For many young Black women living with lupus, the disease often arrives during the years when careers are beginning, families are growing, and long-term health may not yet feel urgent. But health experts say lupus remains one of the most serious and overlooked chronic illnesses disproportionately affecting Black women in the United States, particularly those between the ages of 15 and 44.

Systemic lupus erythematosus, commonly called lupus, is a chronic autoimmune disease in which the immune system attacks healthy tissues and organs. The condition can affect the skin, joints, kidneys, heart, lungs, and brain, causing symptoms that range from fatigue and joint pain to life-threatening organ damage. According to the Centers for Disease Control and Prevention, about 9 out of 10 people with lupus are women, and Black women are two to three times more likely than White women to develop the disease. (CDC)

The burden of lupus on Black communities has become a growing focus during Lupus Awareness Month, as researchers and advocacy groups continue to highlight major disparities in diagnosis, treatment, and survival outcomes. The Lupus Foundation of America reports that lupus is among the leading causes of death for Black and Hispanic women ages 15 to 44. Black women with lupus also die significantly younger on average than White women with the disease. (Lupus Foundation of America)

Researchers say the disparities are driven by a combination of genetics, environmental exposures, delayed diagnosis, unequal access to healthcare, and the long-term effects of structural racism within the healthcare system. Studies have shown that Black patients are more likely to develop severe complications such as lupus nephritis, a dangerous form of kidney inflammation that can lead to kidney failure. One CDC-supported study found that Black patients with lupus experienced earlier diagnosis, more kidney disease, and higher rates of end-stage renal disease than White patients. (CDC Stacks)

For younger Black women, lupus can also be difficult to recognize in its early stages because symptoms often mimic other conditions. Fatigue, headaches, hair loss, fever, skin rashes, and muscle pain may appear gradually or flare unpredictably. The National Institute of Arthritis and Musculoskeletal and Skin Diseases notes that lupus symptoms can vary widely from person to person, contributing to delays in diagnosis that sometimes stretch across years. (NIAMS)

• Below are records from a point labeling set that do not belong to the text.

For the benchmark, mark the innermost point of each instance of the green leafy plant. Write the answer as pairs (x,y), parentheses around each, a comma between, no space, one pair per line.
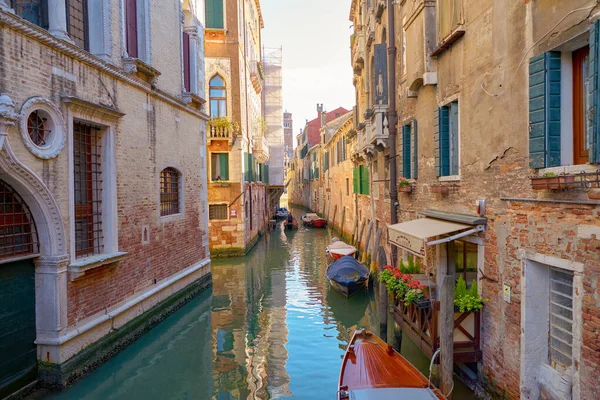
(403,182)
(402,285)
(467,299)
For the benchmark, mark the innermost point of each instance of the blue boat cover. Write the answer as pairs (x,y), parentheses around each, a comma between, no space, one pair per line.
(347,270)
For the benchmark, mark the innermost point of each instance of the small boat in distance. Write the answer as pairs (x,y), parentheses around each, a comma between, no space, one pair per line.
(347,275)
(337,249)
(281,213)
(313,220)
(372,369)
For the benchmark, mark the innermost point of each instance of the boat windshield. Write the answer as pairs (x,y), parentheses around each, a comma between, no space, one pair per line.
(393,394)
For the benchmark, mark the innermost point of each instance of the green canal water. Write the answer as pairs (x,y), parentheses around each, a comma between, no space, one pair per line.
(270,327)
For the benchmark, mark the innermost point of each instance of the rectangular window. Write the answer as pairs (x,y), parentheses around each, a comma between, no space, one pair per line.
(87,189)
(186,62)
(219,166)
(214,14)
(217,211)
(34,11)
(449,16)
(580,90)
(561,318)
(77,24)
(448,140)
(131,28)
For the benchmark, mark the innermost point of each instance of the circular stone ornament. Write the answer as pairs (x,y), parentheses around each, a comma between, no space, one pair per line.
(42,128)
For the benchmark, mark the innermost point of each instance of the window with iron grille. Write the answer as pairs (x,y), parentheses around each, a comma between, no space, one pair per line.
(217,211)
(87,155)
(18,235)
(169,192)
(77,25)
(37,128)
(561,318)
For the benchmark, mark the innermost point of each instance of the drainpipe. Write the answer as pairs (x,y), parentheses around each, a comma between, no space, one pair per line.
(392,118)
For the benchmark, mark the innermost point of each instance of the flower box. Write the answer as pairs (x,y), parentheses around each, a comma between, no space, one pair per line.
(441,189)
(553,182)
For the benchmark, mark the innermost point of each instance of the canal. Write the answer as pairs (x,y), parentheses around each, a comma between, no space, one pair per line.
(270,327)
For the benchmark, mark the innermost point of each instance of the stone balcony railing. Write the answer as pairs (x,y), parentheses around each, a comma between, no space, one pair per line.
(214,132)
(260,149)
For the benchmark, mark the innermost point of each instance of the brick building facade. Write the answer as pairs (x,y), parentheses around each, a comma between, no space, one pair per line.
(103,179)
(238,148)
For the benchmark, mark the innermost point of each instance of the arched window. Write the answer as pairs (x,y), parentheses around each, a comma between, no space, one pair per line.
(18,236)
(218,97)
(170,186)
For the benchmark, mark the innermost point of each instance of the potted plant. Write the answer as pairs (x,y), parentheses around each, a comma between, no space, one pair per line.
(404,185)
(467,299)
(547,181)
(403,286)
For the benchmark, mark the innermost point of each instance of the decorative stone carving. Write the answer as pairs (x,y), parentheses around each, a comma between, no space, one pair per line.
(56,124)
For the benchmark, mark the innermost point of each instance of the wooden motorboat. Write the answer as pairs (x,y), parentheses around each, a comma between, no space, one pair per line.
(347,275)
(313,220)
(372,369)
(338,249)
(293,224)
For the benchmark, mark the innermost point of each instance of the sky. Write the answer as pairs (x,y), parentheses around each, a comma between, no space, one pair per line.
(315,37)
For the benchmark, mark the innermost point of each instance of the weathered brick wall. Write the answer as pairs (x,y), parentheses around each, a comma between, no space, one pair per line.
(152,135)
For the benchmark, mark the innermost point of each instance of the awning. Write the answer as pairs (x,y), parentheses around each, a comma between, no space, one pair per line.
(416,234)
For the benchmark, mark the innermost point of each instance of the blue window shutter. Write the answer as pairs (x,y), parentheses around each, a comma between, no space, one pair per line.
(406,151)
(553,109)
(453,132)
(444,141)
(592,114)
(415,158)
(436,141)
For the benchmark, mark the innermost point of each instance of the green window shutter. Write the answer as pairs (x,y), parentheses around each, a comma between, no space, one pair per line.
(553,112)
(453,132)
(406,151)
(544,110)
(415,142)
(444,136)
(214,14)
(436,141)
(592,116)
(224,166)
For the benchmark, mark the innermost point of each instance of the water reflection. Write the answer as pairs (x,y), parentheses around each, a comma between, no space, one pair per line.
(271,328)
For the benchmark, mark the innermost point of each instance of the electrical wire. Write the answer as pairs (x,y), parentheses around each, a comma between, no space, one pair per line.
(533,45)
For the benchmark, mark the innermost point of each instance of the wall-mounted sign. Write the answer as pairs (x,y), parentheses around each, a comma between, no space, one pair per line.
(507,292)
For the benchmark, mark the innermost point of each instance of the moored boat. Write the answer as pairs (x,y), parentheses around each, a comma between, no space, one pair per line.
(338,249)
(313,220)
(372,369)
(347,275)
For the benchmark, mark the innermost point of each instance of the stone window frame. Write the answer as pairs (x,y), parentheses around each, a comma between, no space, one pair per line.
(106,119)
(543,371)
(57,126)
(181,214)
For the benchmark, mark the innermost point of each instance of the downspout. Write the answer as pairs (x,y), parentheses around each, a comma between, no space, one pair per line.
(392,118)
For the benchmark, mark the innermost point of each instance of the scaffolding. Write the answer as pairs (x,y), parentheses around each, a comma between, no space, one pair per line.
(273,112)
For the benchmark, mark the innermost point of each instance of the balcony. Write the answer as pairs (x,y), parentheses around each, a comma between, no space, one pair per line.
(379,132)
(220,129)
(257,76)
(260,149)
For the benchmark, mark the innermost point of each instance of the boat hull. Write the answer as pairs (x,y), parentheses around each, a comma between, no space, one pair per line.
(348,289)
(372,369)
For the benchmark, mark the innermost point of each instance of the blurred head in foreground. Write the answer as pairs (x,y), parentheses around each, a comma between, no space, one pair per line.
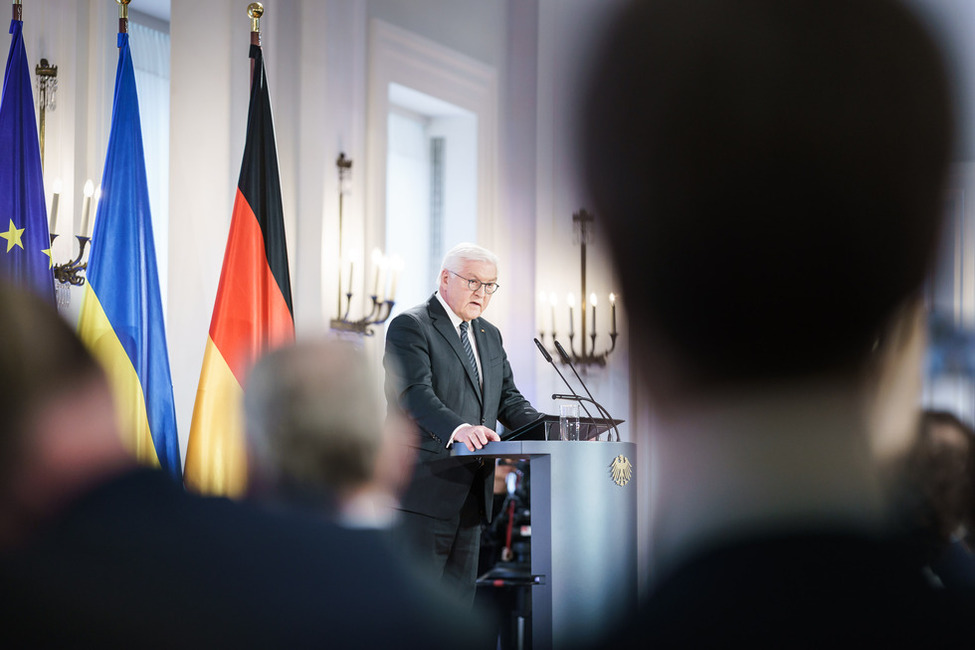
(940,469)
(770,175)
(317,429)
(60,433)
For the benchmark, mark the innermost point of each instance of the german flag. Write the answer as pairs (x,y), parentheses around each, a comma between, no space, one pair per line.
(252,312)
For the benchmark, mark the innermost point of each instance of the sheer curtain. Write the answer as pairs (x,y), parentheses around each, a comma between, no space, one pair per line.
(150,58)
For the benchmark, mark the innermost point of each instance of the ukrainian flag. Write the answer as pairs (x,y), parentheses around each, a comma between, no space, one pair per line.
(122,319)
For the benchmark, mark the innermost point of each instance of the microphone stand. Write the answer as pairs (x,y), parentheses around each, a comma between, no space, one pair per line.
(568,361)
(548,357)
(602,411)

Medical advocates have increasingly raised concerns about how symptoms appear differently on darker skin tones and how those differences are sometimes overlooked in clinical settings and medical education. Discussions around representation in healthcare imagery have gained traction online, especially among younger Black patients who say they struggled to find accurate examples of lupus rashes or symptoms that resembled their own experiences. Some patients have shared stories of being misdiagnosed or dismissed before eventually receiving answers.

That frustration reflects broader concerns about trust and access in healthcare. The Lupus Foundation of America says many disparities tied to lupus are connected to social determinants of health, including income inequality, insurance coverage gaps, housing instability, and limited access to specialists such as rheumatologists. (Lupus Foundation of America)

Health organizations are now emphasizing earlier screening, culturally competent care, and increased participation in clinical trials as part of efforts to close the gap. Advocacy groups have also pushed for more research funding focused on lupus, which historically has received less public attention than other chronic diseases despite its severe impact on women of color.

Public health experts say awareness campaigns remain important because lupus is still widely misunderstood. The CDC estimates that more than 200,000 people in the United States are living with systemic lupus erythematosus, but many Americans know little about the disease until it affects someone they know personally. (CDC)

During Lupus Awareness Month, organizations across the country are encouraging young Black women to pay attention to persistent symptoms, seek medical care early, and advocate for themselves when concerns are dismissed. Researchers say greater awareness could help reduce delays in diagnosis and improve long-term outcomes for communities that have carried the heaviest burden of the disease for decades.

As conversations around health equity continue to expand nationwide, lupus advocates say the experiences of younger Black women illustrate how chronic illness, race, gender, and access to care often intersect. They hope increased visibility will lead not only to better treatment and earlier diagnoses, but also to broader recognition of the disparities that continue to shape who gets sick, who gets treated, and who survives.